En réalité, Deathlok sans le savoir va une nouvelle fois être manipulé. Hellinger n’est en réalité qu’un autre cyborg (le propre frère de Ryker) et il veut se servir de Deathlok pour détruire le quartier général des révolutionnaires en lui faisant croire qu’il s’agit de la base secrète de Ryker. Hellinger déteste certes son frère mais il souhaite autant que ce dernier gouverner le monde !
Pendant ce temps, Ryker a réussi sa fusion avec l’ordinateur central du système de défense du pays. Devenu omnipotent il se lance dans un terrible combat avec Deathlok. Les multiples mutations de Ryker finissent cependant par le faire sombrer dans la folie.
De son côté Deathlok découvre toute la vérité sur Hellinger. Mais le plan machiavélique de Hellinger ne s’arrête pas là : il a en outre transféré l’esprit du Dr Wilcox dans le clone de Deathlok sur lequel il a placé une bombe afin de les détruire tous les deux.
Deathlok parvient à déjouer le piège que Hellinger lui avait tendu. Désormais persuadé que son esprit pourra être transféré dans le corps de son clone, Heathlok semble sur le point de redevenir humain.
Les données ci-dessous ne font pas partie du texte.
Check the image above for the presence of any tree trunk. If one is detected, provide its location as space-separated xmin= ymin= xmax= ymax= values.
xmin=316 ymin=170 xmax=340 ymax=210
Mais au lieu de lui témoigner de la gratitude pour avoir sauvé les autorités des tentatives de coup d’état de Ryker et de Hellinger, ces derniers procédent certes à une opération sur Deathlok mais pas exactement de la nature souhaitée par ce dernier. En effet, en réalité l’esprit de Deathlok n’est pas transplanté vers celui du clone, il est juste copié. En sorte qu’à son réveil Deathlok se retrouve inchangé, à ceci près que son clone est désormais en possession de la copie exacte de son cerveau dupliqué !
La CIA n’en a pas fini avec Deathlok, celui-ci en effet fait toujours l’objet d’un chantage sur la possibilité de redevenir humain, en échange de « services » qu’il doit rendre au gouvernement.
A la surface, le cannibalisme fait rage dans la ville de New York. Terré dans des périmètres de défense, les autorités décident d’envoyer Deathlok faire le ménage.
Alors qu’il exécute sans état d’âme la mission qui lui a été confiée, Deathlok se retrouve face à Spiderman (ce dernier perdu dans un voyage temporel a échoué dans le monde de Deathlok). Le tisseur voyant Deathlok sur le point d’ouvrir le feu sur des gamins se jette sur lui. Conscient de sa méprise lorsqu’il découvre que les enfants ne sont en fait que des mutants radioactifs et cannibales, Spiderman écoute le récit que lui fait Deathlok de ce qui sera l’un des futurs possibles de la Terre. Profondément bouleversé Spiderman réussi à rejoindre notre époque, tandis que Deathlok continue de errer arme au poing dans les rues de New-York.
A partir de cet épisode, Deathlok est déjà depuis bien longtemps en perte de vitesse auprès des lecteurs. L’idée d’un crossover avec spiderman s’est imposée dans l’esprit des gens de Marvel qui pensent ainsi redonner un nouveau souffle à cette série. Dès lors Deathlok, avec des raisons, plus ou moins claires, sera amené à faire des voyages temporels.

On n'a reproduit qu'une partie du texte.